The market situation is not so rosy for Archers Peach (down 10.9%), Cointreau (down 4.5%) and Drambuie (down 2.4%).
How 10 x 10 Drinks is compiled
All market data for the 10 x 10 Drinks is sourced from ACNielsen, a VNU company, the world’s leading marketing information company. Offering services in more than 100 countries, the company provides measurement and analysis of marketplace dynamics and consumer attitudes and behaviour. Clients rely on ACNielsen’s market research, proprietary products, analytical tools and professional service to understand competitive performance, to uncover new opportunities and to raise the profitability of their marketing and sales campaigns.
* ACNielsen, is the recognised authority on the alcoholic drinks trade in the UK and provides market data information and analysis to brewers, distillers, vintners, importers and retailers.
The 10 x 10 Drinks survey is produced exclusively for Checkout and is sourced from ACNielsen’s Scantrack Impulse Service for Great Britain. Scantrack Impulse incorporates all store data from most of the major multiple retailers with a sample of outlets from other multiple retailers and independents to represent the 43,000 off-licences currently trading.
* Scantrack Impulse covers a cross-selection of trading sectors operating in the market, i.e. specialist, multiples, independents, convenience stores and co-ops.
* All brand values attributed are pound sterling. Flavour ranges are combined within Flavoured Alcoholic Beverages to produce a total for the particular brand.
* The period covered by the survey is for the year ending 23 April 2005 to 22 April 2006. The change in sales value compares performance to the year ending 22 April 2006.
* ACNielsen’s Retail Measurement Services provide comprehensive information on actual purchases, market shares, distribution, pricing and merchandising and promotional activities and are the fastest and most accurate monitor of consumer sales in Europe.

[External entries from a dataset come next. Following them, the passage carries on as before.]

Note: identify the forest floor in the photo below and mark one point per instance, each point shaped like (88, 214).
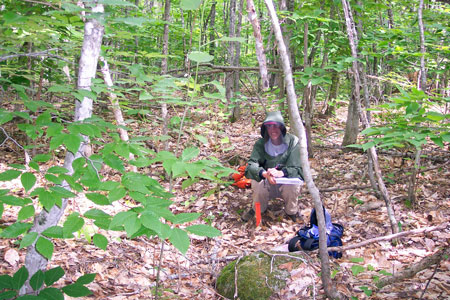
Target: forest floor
(128, 268)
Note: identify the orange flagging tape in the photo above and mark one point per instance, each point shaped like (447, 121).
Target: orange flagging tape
(258, 213)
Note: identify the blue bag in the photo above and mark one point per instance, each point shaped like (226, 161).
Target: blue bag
(308, 237)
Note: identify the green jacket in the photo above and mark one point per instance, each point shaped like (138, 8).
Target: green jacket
(288, 162)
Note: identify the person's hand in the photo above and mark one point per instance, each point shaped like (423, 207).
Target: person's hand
(275, 173)
(270, 178)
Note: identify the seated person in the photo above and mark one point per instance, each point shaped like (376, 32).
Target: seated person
(276, 154)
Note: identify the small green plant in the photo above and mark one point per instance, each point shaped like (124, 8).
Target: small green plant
(41, 282)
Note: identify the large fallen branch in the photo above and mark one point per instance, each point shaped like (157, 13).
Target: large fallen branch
(390, 237)
(409, 272)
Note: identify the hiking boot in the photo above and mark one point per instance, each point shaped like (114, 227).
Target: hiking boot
(293, 218)
(248, 215)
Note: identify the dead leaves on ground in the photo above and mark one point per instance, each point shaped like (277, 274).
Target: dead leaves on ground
(128, 268)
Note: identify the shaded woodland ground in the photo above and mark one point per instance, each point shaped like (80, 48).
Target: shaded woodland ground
(127, 270)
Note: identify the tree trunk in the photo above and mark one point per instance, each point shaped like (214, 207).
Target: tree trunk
(164, 68)
(299, 130)
(330, 106)
(230, 76)
(423, 86)
(351, 32)
(93, 34)
(212, 24)
(259, 46)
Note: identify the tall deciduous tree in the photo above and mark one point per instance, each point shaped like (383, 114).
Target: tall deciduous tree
(93, 34)
(164, 68)
(351, 32)
(259, 46)
(299, 131)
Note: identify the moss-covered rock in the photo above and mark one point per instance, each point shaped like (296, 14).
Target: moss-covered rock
(258, 276)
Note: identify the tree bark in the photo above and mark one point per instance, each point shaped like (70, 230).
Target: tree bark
(259, 46)
(212, 24)
(299, 130)
(423, 72)
(351, 32)
(164, 68)
(93, 34)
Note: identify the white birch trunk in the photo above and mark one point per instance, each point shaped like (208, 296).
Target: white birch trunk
(93, 34)
(299, 130)
(259, 47)
(351, 32)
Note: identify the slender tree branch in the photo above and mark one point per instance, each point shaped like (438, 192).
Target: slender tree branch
(35, 54)
(7, 137)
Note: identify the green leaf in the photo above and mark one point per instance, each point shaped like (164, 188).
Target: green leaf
(28, 239)
(86, 278)
(119, 218)
(8, 295)
(114, 162)
(5, 116)
(41, 158)
(98, 198)
(132, 224)
(25, 213)
(96, 214)
(51, 294)
(73, 223)
(435, 116)
(185, 217)
(190, 4)
(100, 241)
(54, 129)
(202, 139)
(20, 277)
(53, 232)
(73, 142)
(194, 169)
(37, 280)
(9, 175)
(116, 3)
(6, 282)
(62, 192)
(357, 259)
(152, 222)
(76, 290)
(204, 230)
(47, 199)
(57, 170)
(132, 21)
(123, 150)
(44, 247)
(385, 273)
(190, 153)
(11, 200)
(57, 141)
(180, 240)
(117, 194)
(28, 180)
(15, 230)
(200, 57)
(232, 39)
(53, 275)
(366, 290)
(368, 145)
(178, 168)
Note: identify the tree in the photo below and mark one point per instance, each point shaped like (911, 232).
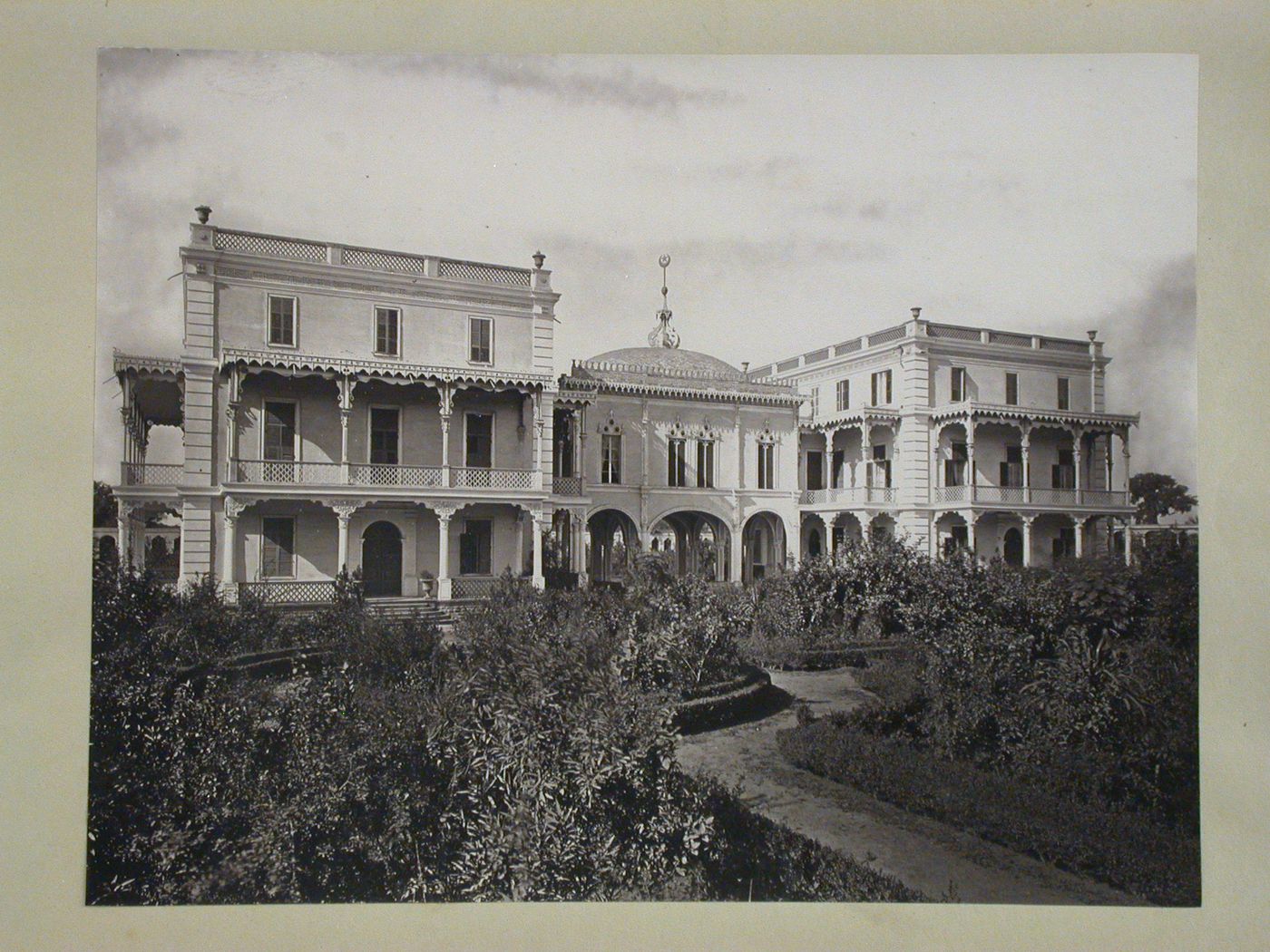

n Nielsen Media Research is the leading and most comprehensive provider of advertising expenditure measurement in the UK. Nielsen Media Research’s global media measurement service includes television audience measurement in 18 countries, radio audience measurement in 11 markets and advertising expenditure measurement in 30 countries.
* In addition to customised research, ACNielsen also offers consumer panel research, which tracks the buying behaviour and demographics of more than 135,000 households in 20 countries, primarily through hand-held, in-home scanners (10,500 households in the UK).